India’s Always Bullish Analysts Turning Bearish as Mobius Adds By Shikhar Balwani, Michael Patterson and Weiyi Lim - Oct 22, 2012
Indian stock analysts who predicted gains in the nation’s benchmark index while the gauge fell last year are now turning bearish as equities surge the most since 2009.
More than 1,200 estimates compiled by Bloomberg on Oct. 4 showed analysts projecting a 1 percent drop for the BSE India Sensitive Index (SENSEX) in the next 12 months, after they overestimated returns by an average 21 percentage points in 2011. The benchmark measure has climbed 22 percent this year, the best performance among the largest emerging markets, as international money managers bought a net $18 billion of Indian shares, data compiled by the country’s market regulator and Bloomberg show.
While Mumbai-based securities firm Dolat Capital Market Pvt. advises cutting holdings of State Bank of India because of loan losses and Prabhudas Lilladher Pvt. has downgraded Reliance Industries Ltd. (RIL) on slower earnings growth, Templeton Emerging Markets Group’s Mark Mobius is increasing his Indian holdings.
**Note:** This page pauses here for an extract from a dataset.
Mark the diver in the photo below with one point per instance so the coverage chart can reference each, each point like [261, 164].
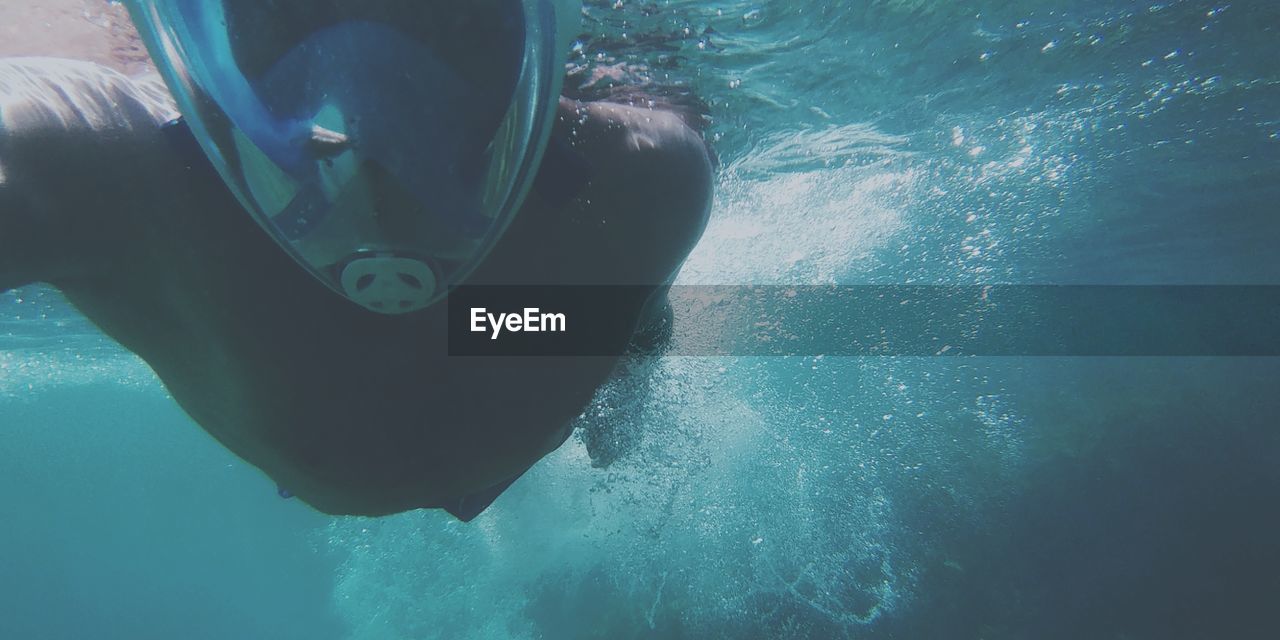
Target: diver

Mobius, who oversees $48 billion, cites Prime Minister Manmohan Singh’s efforts to open up the economy for his bullish stance.
“They are going through a reform process so there’s a lot of opportunities,” Mobius said in an Oct. 12 interview in Singapore. “We are adding now.”
The Sensex index is valued at 16 times reported earnings, the most expensive of the so-called BRIC markets after Braziland about 5 percent below its average since 2000, according to data compiled by Bloomberg. The gauge trades for 2.7 times book value, or assets minus liabilities, a 15 percent discount to its historical average, the data show.